Andrea Turienzo concert at ‘Sunsetcolindres’. (Instagram)

In the same way, while patients try to reestablish their life plans, the specter of the disease is still present: the timing of check-ups increases the fear of a future relapse. “Patients may continue to feel threatened, and here uncertainty appears, as well as greater vulnerability and anxiety prior to consultations. It is important that at this moment we also put words to these fears,” Zamora emphasizes. Thus, for Andrea, that fear became reality.

“After a clean year, in March 2024 they told me that, in the last CT scan, after five days a super small spot in the left lung,” he says. Upon receiving the news, his anxiety began to grow and his thoughts became more and more negative. But her visits to different medical specialists managed to calm her down. “In less than a month was operated and everything was ready. The result was another synovial sarcoma, a metastasis from the main tumor one and a half centimeters. Everything went very well, but to prevent, as I am 23 years old, you have to give chemo. I start it on June 4,” he says.

Rosalía visits children with cancer admitted to the Sant Joan de Déu Hospital (Barcelona)

Now she describes her relationship with the disease as the one she has with “a toxic friend”. He knows that the Andrea he was in 2022 no longer exists. His physical identity has changed, something that took him a while to accept, not out of rejection, but out of the respect that his own reflection gave him. In his professional life, he had to postpone starting to work on his own; and personally, he began to learn to play the guitar with the left arm, because the right one didn’t quite respond. He has also gained a maturity that, although he is sometimes grateful, he thinks does not belong to him. “To my friends I feel like I’m taking three lives out of them. Right now I would have to worry about when I’m going to go out partying at the next festival, not about knowing when I’m going to start chemo,” she confesses.
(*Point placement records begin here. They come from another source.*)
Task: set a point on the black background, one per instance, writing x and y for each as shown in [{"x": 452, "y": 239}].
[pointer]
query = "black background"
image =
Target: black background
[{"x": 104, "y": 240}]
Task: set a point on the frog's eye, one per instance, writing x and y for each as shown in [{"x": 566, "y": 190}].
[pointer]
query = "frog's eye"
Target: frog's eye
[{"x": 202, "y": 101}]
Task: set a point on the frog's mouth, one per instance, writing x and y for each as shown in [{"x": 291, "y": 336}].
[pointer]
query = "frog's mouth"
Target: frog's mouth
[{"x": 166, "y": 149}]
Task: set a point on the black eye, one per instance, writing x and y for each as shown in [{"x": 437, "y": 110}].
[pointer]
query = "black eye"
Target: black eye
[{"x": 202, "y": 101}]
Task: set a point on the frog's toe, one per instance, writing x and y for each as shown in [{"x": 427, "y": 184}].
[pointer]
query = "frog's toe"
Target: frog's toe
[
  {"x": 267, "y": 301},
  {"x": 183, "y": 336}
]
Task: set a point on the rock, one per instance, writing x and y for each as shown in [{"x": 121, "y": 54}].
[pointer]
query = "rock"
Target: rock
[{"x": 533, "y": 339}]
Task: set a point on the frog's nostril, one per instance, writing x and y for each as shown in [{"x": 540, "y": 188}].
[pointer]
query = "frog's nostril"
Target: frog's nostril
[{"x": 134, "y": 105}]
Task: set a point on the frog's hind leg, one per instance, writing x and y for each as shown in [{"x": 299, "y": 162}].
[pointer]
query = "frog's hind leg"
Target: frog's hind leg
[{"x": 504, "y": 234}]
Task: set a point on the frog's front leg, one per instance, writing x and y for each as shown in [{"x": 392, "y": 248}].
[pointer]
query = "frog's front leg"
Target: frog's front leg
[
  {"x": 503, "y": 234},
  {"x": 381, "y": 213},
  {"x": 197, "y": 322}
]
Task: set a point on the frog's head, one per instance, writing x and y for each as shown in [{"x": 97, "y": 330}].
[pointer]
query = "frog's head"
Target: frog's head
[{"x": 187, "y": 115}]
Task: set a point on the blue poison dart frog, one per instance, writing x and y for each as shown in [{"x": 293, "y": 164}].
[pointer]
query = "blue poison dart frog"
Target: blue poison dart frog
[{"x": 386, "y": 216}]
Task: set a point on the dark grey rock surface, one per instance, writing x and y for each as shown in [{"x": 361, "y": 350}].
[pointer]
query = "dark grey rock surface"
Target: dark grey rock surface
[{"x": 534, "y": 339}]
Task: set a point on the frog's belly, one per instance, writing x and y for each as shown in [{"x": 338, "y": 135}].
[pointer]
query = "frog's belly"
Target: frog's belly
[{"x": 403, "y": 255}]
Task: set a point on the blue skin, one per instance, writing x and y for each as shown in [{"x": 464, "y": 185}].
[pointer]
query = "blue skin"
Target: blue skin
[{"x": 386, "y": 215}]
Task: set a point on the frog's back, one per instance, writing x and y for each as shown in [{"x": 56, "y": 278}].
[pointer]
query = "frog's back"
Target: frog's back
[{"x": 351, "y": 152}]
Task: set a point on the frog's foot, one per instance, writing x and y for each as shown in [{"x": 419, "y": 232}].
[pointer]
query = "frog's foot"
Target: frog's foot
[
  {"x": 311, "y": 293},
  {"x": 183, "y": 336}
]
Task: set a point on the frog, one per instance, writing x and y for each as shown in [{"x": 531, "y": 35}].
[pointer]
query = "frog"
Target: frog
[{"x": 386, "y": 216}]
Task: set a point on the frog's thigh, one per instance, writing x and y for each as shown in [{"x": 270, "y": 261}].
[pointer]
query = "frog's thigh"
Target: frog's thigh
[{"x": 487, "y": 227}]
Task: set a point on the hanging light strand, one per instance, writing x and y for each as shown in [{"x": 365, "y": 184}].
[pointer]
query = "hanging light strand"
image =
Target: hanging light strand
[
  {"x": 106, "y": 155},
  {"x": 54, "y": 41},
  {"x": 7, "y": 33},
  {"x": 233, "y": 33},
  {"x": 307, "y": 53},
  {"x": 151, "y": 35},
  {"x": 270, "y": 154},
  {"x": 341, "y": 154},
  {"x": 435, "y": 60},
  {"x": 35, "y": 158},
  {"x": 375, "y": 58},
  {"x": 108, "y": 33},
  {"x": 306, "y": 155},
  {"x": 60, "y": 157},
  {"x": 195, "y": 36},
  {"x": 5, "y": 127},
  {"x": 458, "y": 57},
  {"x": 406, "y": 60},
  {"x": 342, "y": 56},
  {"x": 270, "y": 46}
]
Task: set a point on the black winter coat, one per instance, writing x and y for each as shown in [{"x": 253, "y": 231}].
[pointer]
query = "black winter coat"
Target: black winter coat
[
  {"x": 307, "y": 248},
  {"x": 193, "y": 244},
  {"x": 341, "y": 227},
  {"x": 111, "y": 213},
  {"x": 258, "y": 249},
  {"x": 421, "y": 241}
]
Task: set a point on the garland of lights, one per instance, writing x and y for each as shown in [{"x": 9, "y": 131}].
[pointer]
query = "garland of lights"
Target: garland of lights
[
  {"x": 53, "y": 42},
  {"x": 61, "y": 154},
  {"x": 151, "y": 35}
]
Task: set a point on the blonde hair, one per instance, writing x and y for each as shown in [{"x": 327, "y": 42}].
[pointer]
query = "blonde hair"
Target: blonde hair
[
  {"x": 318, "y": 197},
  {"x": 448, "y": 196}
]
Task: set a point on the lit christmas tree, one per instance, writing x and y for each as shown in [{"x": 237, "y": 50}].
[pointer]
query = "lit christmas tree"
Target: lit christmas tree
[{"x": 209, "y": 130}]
The process has been hard. And although thanks to him he has also been able to meet new people and enjoy very good moments, the truth is that when it comes to evaluating it the balance it comes out unbalanced. However, the young woman clarifies that there is also something good about experiencing cancer at this age: “If I had gotten this at 60 years old, I might have been weaker, or more tired, or with less desire to live. But right now I can’t with the I want to take on the world. I still have a lot to do, I just came out of my shell, my momentum is running out and desire to live”, he concludes.